Deve intendersi come cessione di azienda il trasferimento di un’entità economica organizzata in maniera stabile la quale, in occasione del...

Deve intendersi come cessione di azienda il trasferimento di un'entità economica organizzata in maniera stabile la quale, in occasione del trasferimento, conservi la sua identità e consenta l'esercizio di un'attività economica finalizzata al perseguimento di uno specifico obbiettivo; al fine di un simile accertamento occorre la valutazione complessiva di una pluralità di elementi, tra loro in rapporto di interdipendenza in relazione al tipo di impresa, consistenti nell'eventuale trasferimento di elementi materiali o immateriali e del loro valore, nell'avvenuta riassunzione in fatto della maggior parte del personale da parte della nuova impresa, dell'eventuale trasferimento della clientela, nonché del grado di analogia tra le attività esercitate prima o dopo la cessione. Vero è che l'ipotesi della cessione di azienda ricorre anche nel caso in cui il complesso degli elementi trasferiti non esaurisca i beni costituenti l'azienda o il ramo ceduti, tuttavia per la ricorrenza di detta cessione è indispensabile che i beni oggetto del trasferimento conservino un residuo di organizzazione che ne dimostri l'attitudine, sia pure con la successiva integrazione del cessionario, all'esercizio dell'impresa. Si deve, quindi, verificare che si tratti di un insieme organicamente finalizzato ex ante all'esercizio dell'attività di impresa, di per sé idoneo a consentire l'inizio o la continuazione di quella determinata attività. Così individuato l’oggetto necessario della cessione, ai sensi dell’art. 2560 c.c. è richiesto per la stessa il requisito della forma scritta non ad substantiam ma solo ad probationem. Ne discende che anche ove le parti non abbiano formalizzato la cessione in un accordo scritto, questa potrà dirsi, comunque, efficace, incidendo la mancanza di un accordo scritto solo sotto il profilo della prova. Tuttavia, l'art. 2556 comma 1 c.c., ove prescrive la forma scritta ad probationem per i contratti aventi per oggetto il trasferimento della proprietà o del godimento di azienda, opera solo con riguardo alle parti contraenti e non è invece applicabile ai terzi, da parte dei quali la prova del trasferimento dell'azienda non è soggetta ad alcun limite. Ciò rilevato, allora, deve considerarsi che la prova dell'avvenuta cessione da parte dei terzi può essere data anche con testimonianze e presunzioni.

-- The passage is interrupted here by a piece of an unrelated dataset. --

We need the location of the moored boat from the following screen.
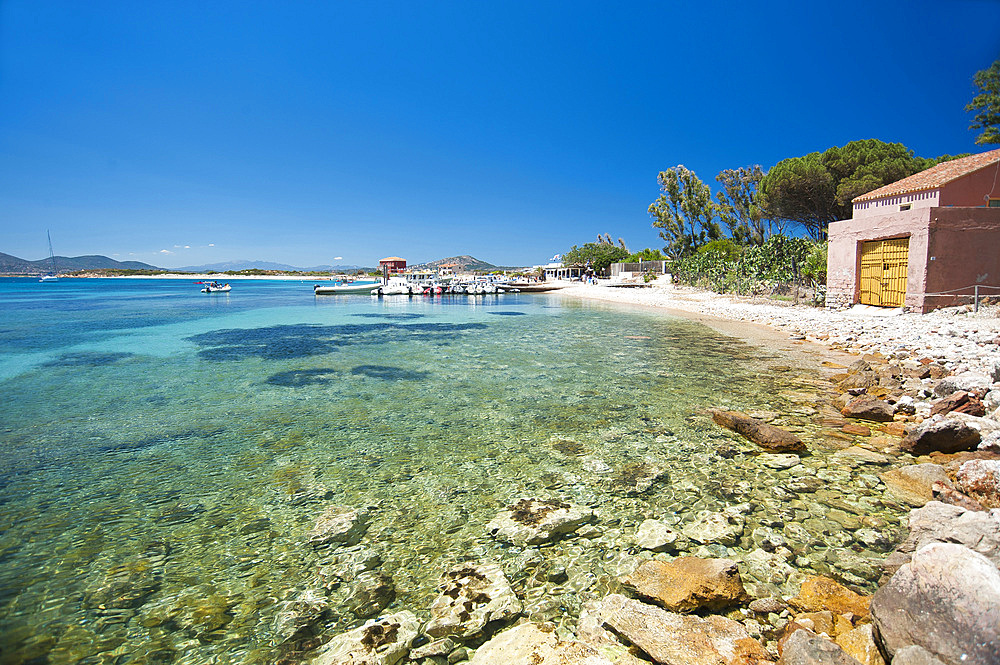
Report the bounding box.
[313,280,382,296]
[198,282,233,293]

In caso di cessione di azienda, l'art. 2560 comma 2 c.c. stabilisce che risponde dei debiti inerenti all'esercizio dell'azienda ceduta anteriori al trasferimento anche l’acquirente dell'azienda, se essi risultano dai libri contabili obbligatori. Con la precisazione che la norma de qua opera solo quando si tratti di debiti in sé soli considerati, e non anche quando, viceversa, essi si ricolleghino a posizioni contrattuali non ancora definite, in cui il cessionario sia subentrato a norma del precedente art. 2558 c.c. Si tratta, dunque, di una disposizione che mira a tutelare l'interesse dei terzi creditori, già titolari di posizioni creditorie verso il cedente, inerenti all'esercizio della sua attività d'impresa, dal pericolo di veder diminuita o comunque modificata in peius la propria garanzia patrimoniale in conseguenza di una vicenda come quella della cessione di azienda. Interesse bilanciato, in una ottica di contemperamento, con l'interesse del cessionario a tutelare la sua buona fede e quindi a non rispondere di debiti dei quali non poteva avere, preventivamente, al momento dell'acquisto, una adeguata conoscenza. La scelta poi di ancorare il discrimine all'elemento obiettivo dell'iscrizione dei debiti nei libri contabili si pone in ragione di una ottica di certezza e di garanzia dei traffici commerciali. Pertanto, l'iscrizione dei debiti, inerenti all'esercizio dell'azienda ceduta, nei libri contabili obbligatori è elemento costitutivo della responsabilità dell'acquirente dell'azienda e non può essere surrogata dalla prova che la conoscenza dell'esistenza dei debiti sussisteva comunque in capo all'acquirente medesimo. Né di contro, in presenza di iscrizione, l'acquirente potrebbe addurre di non averne avuta conoscenza.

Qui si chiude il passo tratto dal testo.